Neuropediatrics 2011; 42 - P017
DOI: 10.1055/s-0031-1273989

Rapidly progressive phenotype of Lafora disease associated with a novel NHLRC1 mutation

F Brackmann 1, A Kiefer 1, A Agaimy 2, M Gencik 3, H Gabriel 3, R Trollmann 1
  • 1Universität Erlangen, Kinder- und Jugendklinik, Erlangen, Germany
  • 2Universität Erlangen, Institut für Pathologie, Erlangen, Germany
  • 3diagenos, Osnabrück, Germany

Lafora disease (LD) is a fatal, autosomal recessive form of progressive myoclonus epilepsy that characteristically presents with myoclonic and tonic-clonic seizures and cognitive impairment beginning in the second decade of life.

Diagnosis is based on clinical findings, presence of intracellular polyglucosan inclusion bodies (Lafora bodies) in neuronal and other tissues, and genetic analysis. In genetically confirmed cases of LD, disease-causing mutations have been identified in the EPM2A gene (epilepsy of progressive myoclonus type 2 gene A) encoding a protein phosphatase named laforin, and in a second gene, NHLRC1 (NHL repeat containing 1, also known as EPM2B), encoding the putative E3 ubiquitin ligase malin. NHLRC1 mutations have been shown to be associated with slower disease progression compared to EPM2A mutations with loss of independent living activities mostly not before the second half of the third life decade. In contrast to the majority of genetically identified NHLRC1 phenotypes we found a very rapid progression of therapy-refractory epilepsy and dementia less than two years after symptom onset in the course in association with a novel homozygous NHLRC1 mutation (c.349_350insC;p.His117ProfsX39). This frameshift mutation affects Histidine-117 with a change to Proline that creates a new reading frame ending in a stop at position 39.
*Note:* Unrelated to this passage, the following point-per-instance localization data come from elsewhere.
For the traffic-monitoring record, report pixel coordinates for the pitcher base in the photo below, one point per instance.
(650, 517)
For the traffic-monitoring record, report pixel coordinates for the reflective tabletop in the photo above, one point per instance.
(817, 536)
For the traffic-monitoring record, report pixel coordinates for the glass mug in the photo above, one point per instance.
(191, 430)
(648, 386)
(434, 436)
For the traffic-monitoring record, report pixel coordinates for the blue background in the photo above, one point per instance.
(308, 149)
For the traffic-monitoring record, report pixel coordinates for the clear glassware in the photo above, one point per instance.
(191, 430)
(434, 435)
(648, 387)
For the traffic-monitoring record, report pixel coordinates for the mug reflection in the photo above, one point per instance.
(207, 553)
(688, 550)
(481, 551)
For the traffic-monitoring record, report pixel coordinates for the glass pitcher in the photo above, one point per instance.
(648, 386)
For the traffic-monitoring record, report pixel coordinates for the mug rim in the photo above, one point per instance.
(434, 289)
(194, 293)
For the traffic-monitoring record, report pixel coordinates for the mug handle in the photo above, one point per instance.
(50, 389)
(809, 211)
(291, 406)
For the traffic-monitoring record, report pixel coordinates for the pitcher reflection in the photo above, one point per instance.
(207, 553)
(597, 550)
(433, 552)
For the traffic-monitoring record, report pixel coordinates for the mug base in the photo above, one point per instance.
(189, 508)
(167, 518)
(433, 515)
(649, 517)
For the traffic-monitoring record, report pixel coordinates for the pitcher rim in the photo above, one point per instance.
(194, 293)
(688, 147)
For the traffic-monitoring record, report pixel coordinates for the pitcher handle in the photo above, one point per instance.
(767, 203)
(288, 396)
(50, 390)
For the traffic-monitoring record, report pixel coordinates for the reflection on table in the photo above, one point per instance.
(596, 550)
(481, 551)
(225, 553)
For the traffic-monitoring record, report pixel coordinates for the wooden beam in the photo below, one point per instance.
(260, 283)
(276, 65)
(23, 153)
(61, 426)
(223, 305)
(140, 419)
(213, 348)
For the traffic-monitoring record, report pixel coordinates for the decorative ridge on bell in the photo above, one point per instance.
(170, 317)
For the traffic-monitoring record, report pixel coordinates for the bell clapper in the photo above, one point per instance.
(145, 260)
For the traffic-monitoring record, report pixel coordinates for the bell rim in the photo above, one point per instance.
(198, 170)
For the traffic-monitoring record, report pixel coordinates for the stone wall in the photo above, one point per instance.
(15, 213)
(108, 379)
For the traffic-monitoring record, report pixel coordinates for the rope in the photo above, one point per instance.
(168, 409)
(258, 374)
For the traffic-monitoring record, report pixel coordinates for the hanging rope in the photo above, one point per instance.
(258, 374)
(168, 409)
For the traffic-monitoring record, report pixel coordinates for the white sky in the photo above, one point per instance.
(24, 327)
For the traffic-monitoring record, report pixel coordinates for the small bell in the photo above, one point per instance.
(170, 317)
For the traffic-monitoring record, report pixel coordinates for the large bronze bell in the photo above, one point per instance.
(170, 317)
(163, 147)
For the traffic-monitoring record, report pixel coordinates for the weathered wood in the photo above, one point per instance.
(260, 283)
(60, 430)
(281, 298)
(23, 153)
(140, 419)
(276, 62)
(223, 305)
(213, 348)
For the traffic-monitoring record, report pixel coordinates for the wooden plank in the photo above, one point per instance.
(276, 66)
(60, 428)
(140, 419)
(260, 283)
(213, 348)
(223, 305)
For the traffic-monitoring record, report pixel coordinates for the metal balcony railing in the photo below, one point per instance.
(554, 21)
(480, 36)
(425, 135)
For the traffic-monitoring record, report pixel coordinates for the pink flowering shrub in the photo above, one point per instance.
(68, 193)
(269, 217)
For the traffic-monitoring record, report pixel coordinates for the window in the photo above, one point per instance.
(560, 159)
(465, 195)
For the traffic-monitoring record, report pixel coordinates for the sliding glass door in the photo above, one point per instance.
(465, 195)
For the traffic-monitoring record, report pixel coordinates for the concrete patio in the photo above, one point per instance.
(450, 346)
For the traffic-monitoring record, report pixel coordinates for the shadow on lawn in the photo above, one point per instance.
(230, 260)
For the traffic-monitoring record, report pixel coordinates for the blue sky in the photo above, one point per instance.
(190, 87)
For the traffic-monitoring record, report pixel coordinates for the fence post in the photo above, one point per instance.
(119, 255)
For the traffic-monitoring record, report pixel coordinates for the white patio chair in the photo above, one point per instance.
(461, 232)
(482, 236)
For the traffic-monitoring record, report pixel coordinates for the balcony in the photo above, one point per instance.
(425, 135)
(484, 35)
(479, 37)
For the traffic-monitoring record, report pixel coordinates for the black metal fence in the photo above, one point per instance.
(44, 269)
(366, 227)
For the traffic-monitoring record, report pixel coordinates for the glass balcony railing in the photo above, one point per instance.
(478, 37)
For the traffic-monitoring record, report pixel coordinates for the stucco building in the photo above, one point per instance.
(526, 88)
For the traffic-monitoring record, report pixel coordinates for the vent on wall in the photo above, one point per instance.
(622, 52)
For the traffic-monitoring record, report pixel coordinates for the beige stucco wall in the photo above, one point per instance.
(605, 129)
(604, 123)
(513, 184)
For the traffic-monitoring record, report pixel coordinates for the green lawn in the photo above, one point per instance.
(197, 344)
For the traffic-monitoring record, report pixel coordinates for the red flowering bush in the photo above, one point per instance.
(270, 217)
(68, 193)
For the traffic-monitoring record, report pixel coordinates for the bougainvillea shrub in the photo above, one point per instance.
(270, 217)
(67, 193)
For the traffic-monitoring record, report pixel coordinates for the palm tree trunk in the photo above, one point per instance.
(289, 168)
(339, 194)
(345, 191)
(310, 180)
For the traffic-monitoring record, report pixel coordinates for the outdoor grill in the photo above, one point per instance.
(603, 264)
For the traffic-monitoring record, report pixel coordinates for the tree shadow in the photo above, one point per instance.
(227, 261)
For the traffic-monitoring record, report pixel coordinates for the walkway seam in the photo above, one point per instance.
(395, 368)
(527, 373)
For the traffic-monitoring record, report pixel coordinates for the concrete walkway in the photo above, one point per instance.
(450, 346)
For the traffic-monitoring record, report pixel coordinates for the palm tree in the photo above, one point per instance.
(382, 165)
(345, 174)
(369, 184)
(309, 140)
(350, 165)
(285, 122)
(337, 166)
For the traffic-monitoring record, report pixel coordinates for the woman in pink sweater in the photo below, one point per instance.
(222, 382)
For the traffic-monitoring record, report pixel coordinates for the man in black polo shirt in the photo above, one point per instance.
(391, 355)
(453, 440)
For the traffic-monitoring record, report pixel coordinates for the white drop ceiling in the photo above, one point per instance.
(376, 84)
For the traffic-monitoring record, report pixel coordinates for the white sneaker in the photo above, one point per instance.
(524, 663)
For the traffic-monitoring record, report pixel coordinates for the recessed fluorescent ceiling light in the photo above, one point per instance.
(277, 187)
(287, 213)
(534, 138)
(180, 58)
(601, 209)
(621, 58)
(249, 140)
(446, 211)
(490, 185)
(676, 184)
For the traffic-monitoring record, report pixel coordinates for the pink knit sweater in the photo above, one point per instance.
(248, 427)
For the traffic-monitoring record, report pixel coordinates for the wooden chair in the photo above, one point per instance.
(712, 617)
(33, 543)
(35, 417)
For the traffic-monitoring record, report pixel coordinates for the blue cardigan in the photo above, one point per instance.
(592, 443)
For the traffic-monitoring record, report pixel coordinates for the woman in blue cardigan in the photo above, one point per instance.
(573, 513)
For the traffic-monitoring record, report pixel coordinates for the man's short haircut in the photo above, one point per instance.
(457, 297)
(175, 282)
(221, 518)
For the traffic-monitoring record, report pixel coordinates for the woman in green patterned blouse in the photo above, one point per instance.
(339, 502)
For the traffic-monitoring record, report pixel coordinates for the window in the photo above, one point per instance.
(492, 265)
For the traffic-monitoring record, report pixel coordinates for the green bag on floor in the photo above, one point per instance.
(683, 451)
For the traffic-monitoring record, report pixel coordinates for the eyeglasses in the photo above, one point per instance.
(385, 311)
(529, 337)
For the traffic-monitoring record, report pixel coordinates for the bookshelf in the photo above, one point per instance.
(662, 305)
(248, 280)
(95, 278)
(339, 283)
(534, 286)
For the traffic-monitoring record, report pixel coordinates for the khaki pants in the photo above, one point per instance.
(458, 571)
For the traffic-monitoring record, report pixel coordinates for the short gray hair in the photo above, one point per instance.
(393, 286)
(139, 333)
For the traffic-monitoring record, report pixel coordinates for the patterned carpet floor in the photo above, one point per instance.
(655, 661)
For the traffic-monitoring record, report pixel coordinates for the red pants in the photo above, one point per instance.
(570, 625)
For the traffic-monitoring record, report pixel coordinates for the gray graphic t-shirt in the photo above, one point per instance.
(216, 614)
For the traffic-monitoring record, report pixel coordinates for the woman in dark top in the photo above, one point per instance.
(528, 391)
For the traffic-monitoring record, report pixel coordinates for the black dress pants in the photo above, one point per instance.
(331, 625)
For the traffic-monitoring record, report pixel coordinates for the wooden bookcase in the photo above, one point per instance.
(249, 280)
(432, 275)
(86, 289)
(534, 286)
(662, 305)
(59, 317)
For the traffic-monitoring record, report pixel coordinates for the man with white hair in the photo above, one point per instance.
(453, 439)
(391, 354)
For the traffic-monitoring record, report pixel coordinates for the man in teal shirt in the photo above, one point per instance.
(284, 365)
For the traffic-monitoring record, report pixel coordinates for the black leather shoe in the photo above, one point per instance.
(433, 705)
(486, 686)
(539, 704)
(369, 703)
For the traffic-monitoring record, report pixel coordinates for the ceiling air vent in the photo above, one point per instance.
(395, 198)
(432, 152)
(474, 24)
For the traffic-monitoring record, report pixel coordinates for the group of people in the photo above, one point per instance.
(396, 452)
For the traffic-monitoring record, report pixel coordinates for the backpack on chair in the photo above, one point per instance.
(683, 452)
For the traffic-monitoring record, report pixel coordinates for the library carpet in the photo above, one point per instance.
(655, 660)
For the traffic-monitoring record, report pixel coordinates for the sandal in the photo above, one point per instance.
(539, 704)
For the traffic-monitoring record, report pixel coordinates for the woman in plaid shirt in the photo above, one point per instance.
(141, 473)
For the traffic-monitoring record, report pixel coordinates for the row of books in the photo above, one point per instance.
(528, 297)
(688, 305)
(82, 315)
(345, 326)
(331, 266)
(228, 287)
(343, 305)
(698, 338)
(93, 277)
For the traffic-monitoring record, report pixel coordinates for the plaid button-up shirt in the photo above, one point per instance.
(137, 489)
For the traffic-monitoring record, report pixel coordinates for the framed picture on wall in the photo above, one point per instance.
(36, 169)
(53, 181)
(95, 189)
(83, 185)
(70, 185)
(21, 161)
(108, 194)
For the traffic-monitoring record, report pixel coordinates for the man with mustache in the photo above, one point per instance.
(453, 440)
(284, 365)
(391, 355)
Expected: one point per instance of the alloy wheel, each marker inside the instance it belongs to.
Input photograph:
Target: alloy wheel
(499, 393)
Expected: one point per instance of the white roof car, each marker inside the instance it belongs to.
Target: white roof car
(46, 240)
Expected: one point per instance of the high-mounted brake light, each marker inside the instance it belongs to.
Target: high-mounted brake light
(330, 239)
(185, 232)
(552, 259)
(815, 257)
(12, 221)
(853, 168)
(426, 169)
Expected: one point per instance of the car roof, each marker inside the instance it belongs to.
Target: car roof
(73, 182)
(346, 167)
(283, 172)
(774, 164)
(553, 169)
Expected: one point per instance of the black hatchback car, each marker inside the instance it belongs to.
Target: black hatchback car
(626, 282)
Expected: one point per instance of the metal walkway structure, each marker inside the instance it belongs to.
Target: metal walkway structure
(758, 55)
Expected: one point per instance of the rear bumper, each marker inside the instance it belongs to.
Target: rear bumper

The 15-year-old boy was admitted with generalized tonic-clonic seizures and developed myoclonic seizures of the face and upper extremities and a deterioration of cognitive performance. The rapid progressive course of the epileptic encephalopathy together with EEG findings led to the clinical diagnosis of LD confirmed by histological examination with lafora bodies in an axillary skin biopsy.

Based on our observation we speculate that NHLRC1 mutations might result in different phenotypes and might not generally be associated with benign clinical course. Pathophysiologically, involvement of malin in other neurotoxic pathways than functional impairment of laforin might be assumed as an interesting hypothesis of further studies.